Lots of little things happen in grad school that take you by surprise but really shouldn’t. One of those things for me happened after I finished all of my coursework. Without the deadlines of weekly seminars, I didn’t read journal articles or books nearly as often as I should have. I figured this out about this time last year and made it my New Year’s resolution to get better at keeping up with journals.

When I started working on this, one thing that became immediately apparent was that I lacked any sort of organized system for getting notified about new articles. Which seems like something I should have done year 1 and is rather obvious in retrospect. But hey, I was a young grad student.

I tested out two ways of getting notifications. One was with email alerts. All the publishers are more than happy to email you about new issues/articles. This worked, but it was annoying to get all these emails in my inbox. So I then switched to using RSS.1 That’s my current setup. All of the major publishers publish RSS or Atom feeds for their journals, so it’s easy to get subscribed. Well, all of them except Cambridge. Luckily, there is a webapp that lets you add RSS posts via email. So I signed up for Cambridge’s email alerts but gave them an email address that that company gave me.

Now that I get notifications about new articles/issues, it certainly feels like I read more. But having some empirical evidence would be nice.

So I analyzed my .bib file in R.

You can import a bib file with the “bibtex” package. I then did a little wrangling to get a data.frame with one row per citation. The code is available on github, and I’ve embedded it at the bottom of this post.

When taking classes I did an OK job at keeping track of what I read, but a lot of stuff I read for coursework will be missing.
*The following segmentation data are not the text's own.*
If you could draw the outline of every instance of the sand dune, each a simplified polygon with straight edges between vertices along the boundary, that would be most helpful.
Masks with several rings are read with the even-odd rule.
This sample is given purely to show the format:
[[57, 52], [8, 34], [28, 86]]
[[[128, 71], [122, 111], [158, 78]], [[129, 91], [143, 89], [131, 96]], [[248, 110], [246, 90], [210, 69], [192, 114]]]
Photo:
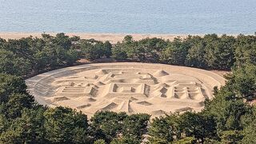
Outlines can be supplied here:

Also missing are things that I read but didn’t put in my bib file (yet), like articles I reviewed or working papers that colleagues had me read. So the data actually undercount what I read. Since we’re relying on citation information, we’ll also be plotting the year the article was written, not the year I read it.

First, I looked at a plot of all the years of the articles/books I had. 2016 is the rightmost bar.

Count by Year

You can see that my suspicion was probably right - the lines for 2014 and 2015 are pretty short. 2015 was the last year I took classes, and 2014 was a methods-heavy year so not much reading there.

It looks like I did a pretty decent job with my new years resolution. 2016 is pretty clearly the tallest bar (and it’s not over yet! In fact, I still have 23 articles to read on my todo list).

Of course, now that we have the data in R, we can make all kinds of interesting plots. I know that I read a lot of AJPS/APSR/JOP (the top three journals in political science) articles when I was taking coursework, so I was interested to see the distribution of the things I’ve read by journal (only plotting journals where I have more than 5 articles)

Suspicion confirmed again. We read a lot from the same three journals in coursework. I think that since I’m reading from many more journals now that this discrepancy will lessen over time though.

  1. And yes, of course you can read RSS in Emacs. gnus is built-in and there’s also elfeed, which is what I use. ^